Heather Graham stops to fill up her gas tank, sees the price $3.44 per gallon and sighs. "I drive a lot," she said. "I usually fill up at least twice a week, sometimes three or four times."
Graham's Oxford-based pet-sitting business requires her to drive all over western Connecticut. "I charge people more, for the farther away clients," she said. "But I haven't yet raised my regular prices."
The steady increase in gas prices pushes people such as Graham to decisions that could deter business. "I don't think there's anything you can do" about the cost of gas, she said. If she raises her prices, people might look elsewhere for similar services.
But ask Weston resident Emerson Phillips about a solution to runaway gas costs and he's quick with an answer. "We need an international effort to dismantle OPEC," he said. "Oil is the world's currency."
The 12-country oil cartel controls nearly 80 percent of the world's reserves and produces 44 percent of the crude oil supply, giving OPEC more control over oil prices than any other entity.
In 2008, OPEC slashed oil production to increase the price of a barrel of oil, which had fallen to $33. Crude oil was trading near $90 a barrel on Sunday and has been steadily rising over the past two years. This price increase allows oil-producing countries to charge an additional $4.8 billion per day from the consuming countries.

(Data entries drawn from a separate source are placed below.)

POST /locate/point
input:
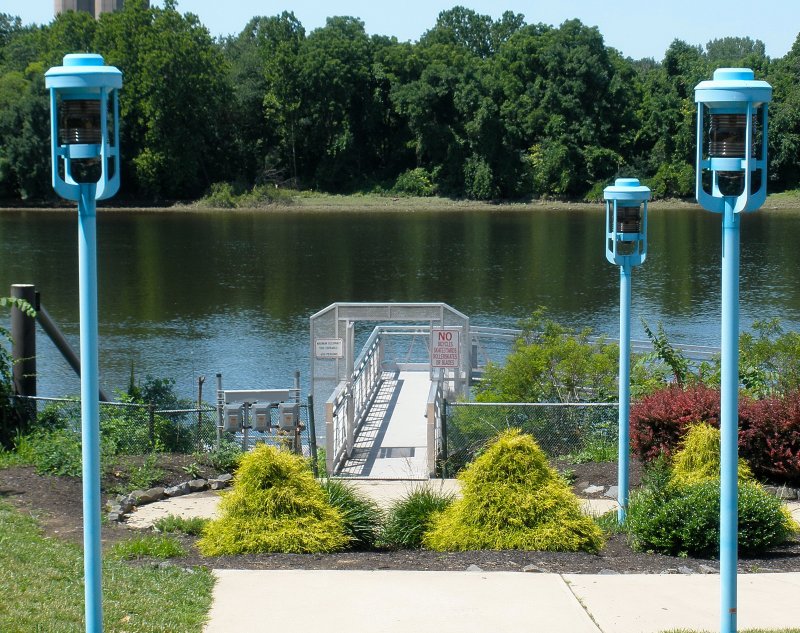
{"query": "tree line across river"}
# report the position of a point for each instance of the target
(477, 108)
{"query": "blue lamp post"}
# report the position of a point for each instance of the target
(86, 169)
(731, 179)
(626, 247)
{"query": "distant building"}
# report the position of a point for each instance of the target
(95, 7)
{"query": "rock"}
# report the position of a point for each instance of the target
(198, 485)
(142, 497)
(135, 496)
(177, 491)
(156, 494)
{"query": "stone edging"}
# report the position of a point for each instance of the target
(123, 505)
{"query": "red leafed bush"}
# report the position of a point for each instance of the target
(659, 421)
(769, 437)
(769, 429)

Southern Fairfield County has notoriously high gas prices the highest in Connecticut, according to consumer reports. In December 2009, a gallon of gas in Connecticut cost about $2.80. A year later, the price was up to $3.30, reports the Bureau of Labor Statistics. But in Southern Fairfield, the price hovers at about $3.50 or more.
"Gas is definitely more expensive in Weston," Graham says. Unlike the famous actress who shares her name, Graham doesn't have an endless stash of cash. Earlier this month, "I had three days in a row where I had to fill up," she said. "But when you need it, you have to get it."